"There is a healing well on an island in Loch Maree, which was used for curing lunacy as late as the nineteenth century. Coins and nails, as well as pieces of cloth and rag, were hammered into the trunk of a nearby oak tree. Oak trees were believed to be sacred, and may have reflected a pre-Christian belief.
Loch Maree, one of the most beautiful lochs in Scotland, is also the site of a chapel and remains of a burial ground, which are believed to have been founded by St. Maelrubha, although there also appear to have been older pagan traditions associated with the site. Bulls were sacrificed here, as they were at Applecross, and later the custom was associated with St. Maelrubha's day, 21 April."

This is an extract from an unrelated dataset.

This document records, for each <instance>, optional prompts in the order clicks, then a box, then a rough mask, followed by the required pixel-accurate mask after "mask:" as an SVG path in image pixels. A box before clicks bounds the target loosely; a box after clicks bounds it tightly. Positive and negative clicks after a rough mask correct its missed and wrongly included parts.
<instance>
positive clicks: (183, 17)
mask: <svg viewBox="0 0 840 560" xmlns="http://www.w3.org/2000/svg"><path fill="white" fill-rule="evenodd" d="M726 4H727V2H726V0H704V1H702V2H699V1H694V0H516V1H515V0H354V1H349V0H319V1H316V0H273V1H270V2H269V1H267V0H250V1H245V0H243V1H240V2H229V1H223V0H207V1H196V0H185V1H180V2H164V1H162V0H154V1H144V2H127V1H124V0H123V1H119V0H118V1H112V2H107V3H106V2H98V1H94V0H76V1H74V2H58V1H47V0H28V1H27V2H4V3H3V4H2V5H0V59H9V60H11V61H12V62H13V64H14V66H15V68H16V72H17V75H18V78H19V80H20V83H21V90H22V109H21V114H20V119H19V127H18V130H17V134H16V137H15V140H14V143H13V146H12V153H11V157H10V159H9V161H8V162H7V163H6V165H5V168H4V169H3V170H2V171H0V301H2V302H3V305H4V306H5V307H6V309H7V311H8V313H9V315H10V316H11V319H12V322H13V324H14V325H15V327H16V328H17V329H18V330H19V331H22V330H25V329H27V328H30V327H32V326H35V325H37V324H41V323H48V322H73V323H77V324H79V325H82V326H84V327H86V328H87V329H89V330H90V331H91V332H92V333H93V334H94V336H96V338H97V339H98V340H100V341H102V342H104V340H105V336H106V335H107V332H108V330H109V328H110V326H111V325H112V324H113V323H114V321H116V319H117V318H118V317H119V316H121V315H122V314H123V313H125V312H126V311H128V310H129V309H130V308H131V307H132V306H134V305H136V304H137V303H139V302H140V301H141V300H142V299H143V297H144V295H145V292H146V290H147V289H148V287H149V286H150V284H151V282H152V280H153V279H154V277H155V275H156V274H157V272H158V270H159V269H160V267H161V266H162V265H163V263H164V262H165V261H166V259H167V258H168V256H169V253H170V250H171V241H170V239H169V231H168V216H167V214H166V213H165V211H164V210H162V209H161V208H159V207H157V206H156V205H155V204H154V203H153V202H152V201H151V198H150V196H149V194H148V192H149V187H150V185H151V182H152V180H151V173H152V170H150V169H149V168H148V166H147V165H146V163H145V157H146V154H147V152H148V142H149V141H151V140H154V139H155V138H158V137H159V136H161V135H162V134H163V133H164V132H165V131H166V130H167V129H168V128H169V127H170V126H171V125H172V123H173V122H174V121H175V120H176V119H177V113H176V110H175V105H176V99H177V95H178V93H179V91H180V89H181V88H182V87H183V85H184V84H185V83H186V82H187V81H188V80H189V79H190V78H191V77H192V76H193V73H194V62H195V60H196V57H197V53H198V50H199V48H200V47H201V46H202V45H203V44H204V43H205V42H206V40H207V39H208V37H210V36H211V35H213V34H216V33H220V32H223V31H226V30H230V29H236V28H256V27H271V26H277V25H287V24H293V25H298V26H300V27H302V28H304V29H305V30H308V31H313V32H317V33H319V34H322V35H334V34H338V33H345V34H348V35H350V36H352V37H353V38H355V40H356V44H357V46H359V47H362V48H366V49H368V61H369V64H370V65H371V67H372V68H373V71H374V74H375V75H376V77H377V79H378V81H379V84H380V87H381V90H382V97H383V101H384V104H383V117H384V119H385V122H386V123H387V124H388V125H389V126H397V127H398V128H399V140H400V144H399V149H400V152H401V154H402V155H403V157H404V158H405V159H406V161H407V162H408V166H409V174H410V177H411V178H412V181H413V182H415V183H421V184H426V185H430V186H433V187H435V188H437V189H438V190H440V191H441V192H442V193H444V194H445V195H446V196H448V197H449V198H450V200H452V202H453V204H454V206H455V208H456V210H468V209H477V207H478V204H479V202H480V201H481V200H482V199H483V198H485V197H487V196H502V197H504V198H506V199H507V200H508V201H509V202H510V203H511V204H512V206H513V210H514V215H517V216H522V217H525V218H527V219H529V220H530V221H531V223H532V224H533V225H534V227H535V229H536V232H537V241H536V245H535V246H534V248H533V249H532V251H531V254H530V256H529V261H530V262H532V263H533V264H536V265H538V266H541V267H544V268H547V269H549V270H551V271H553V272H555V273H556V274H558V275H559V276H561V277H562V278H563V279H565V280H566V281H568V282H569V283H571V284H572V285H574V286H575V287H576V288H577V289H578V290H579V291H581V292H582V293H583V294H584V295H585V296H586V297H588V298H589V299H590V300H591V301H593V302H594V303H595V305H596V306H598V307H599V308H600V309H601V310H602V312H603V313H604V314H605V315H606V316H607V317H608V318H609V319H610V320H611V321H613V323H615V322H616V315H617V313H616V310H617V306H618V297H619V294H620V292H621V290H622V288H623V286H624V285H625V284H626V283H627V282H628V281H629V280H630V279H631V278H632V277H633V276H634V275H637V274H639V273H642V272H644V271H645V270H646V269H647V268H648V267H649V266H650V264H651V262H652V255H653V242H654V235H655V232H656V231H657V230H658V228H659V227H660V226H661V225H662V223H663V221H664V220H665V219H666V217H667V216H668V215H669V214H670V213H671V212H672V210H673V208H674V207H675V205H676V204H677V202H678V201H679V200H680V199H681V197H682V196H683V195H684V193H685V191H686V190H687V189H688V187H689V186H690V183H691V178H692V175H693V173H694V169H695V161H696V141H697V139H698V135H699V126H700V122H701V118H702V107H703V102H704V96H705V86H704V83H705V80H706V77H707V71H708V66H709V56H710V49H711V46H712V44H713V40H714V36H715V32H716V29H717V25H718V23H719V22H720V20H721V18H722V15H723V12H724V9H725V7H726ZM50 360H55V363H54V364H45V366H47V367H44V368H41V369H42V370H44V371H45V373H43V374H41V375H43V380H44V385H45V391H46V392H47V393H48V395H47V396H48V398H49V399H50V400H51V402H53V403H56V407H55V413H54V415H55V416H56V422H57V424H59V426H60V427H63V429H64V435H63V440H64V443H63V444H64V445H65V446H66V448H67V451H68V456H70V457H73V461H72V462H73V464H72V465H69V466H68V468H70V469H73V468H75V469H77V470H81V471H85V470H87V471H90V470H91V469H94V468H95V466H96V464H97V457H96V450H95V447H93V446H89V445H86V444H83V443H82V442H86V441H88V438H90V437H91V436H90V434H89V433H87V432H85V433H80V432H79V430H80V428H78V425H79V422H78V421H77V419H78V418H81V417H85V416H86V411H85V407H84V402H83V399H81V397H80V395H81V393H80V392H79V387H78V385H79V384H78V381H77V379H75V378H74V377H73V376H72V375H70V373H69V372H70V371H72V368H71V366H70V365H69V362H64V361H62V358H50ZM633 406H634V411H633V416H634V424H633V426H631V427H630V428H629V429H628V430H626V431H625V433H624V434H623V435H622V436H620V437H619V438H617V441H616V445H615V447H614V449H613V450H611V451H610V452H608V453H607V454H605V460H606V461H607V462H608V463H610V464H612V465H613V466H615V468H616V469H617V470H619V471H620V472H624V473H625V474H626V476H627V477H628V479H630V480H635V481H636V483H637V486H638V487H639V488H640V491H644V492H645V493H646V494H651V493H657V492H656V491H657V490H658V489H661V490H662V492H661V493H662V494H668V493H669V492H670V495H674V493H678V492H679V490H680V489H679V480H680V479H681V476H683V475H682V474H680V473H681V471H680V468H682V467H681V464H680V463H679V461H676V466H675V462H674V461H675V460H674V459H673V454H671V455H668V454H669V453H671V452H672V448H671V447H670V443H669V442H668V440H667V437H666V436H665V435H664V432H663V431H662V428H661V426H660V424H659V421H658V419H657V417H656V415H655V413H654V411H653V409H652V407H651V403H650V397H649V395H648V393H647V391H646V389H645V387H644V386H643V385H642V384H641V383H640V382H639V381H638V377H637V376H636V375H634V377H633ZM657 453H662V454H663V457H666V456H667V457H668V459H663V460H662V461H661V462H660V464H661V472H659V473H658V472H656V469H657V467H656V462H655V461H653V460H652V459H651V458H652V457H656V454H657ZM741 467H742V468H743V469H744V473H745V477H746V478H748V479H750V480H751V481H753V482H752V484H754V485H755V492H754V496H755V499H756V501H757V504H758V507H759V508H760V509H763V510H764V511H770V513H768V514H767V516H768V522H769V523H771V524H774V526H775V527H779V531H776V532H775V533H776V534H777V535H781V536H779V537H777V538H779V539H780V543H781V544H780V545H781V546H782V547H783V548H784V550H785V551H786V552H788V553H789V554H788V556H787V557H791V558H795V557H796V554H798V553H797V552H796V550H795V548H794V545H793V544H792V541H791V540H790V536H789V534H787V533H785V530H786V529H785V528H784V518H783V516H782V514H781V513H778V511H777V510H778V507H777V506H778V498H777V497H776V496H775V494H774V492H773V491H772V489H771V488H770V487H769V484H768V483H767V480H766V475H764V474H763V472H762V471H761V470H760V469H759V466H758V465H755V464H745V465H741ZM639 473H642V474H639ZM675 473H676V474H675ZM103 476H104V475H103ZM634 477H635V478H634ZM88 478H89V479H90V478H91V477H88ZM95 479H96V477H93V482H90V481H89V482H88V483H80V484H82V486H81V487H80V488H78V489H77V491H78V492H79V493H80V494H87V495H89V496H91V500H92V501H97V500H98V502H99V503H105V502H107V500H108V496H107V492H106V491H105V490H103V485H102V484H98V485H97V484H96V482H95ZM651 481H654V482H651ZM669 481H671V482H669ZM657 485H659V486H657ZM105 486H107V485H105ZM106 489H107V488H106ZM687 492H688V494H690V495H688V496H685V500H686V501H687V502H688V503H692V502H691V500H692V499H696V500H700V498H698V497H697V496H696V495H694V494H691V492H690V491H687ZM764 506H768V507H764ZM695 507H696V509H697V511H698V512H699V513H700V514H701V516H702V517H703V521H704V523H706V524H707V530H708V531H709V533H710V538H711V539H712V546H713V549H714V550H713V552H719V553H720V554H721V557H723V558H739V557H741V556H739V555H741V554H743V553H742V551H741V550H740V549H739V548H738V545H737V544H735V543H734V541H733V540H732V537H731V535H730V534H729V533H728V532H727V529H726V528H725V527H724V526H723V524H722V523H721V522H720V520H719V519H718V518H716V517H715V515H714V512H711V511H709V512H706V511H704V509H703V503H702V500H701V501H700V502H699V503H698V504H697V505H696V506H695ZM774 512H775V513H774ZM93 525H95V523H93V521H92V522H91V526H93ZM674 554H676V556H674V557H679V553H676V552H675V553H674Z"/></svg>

Another legend connected with the island is a Romeo and Juliet-esque yarn, of a local girl and a Viking Prince. They got married and lived in a tower on the island. They were very happy but the prince's Viking friends needed him back on the longboat. The couple hatched a plan involving black and white flags that would be displayed on his return to indicate whether they were dead or alive. When the prince sailed back he flew his white flag. But his princess had devised some daft method of testing his feelings, involving pretending to be dead. You can guess the rest. They're supposed to be buried on the island.
Told at length in 'Gairloch in North west Ross-shire' by John Dixon (1886).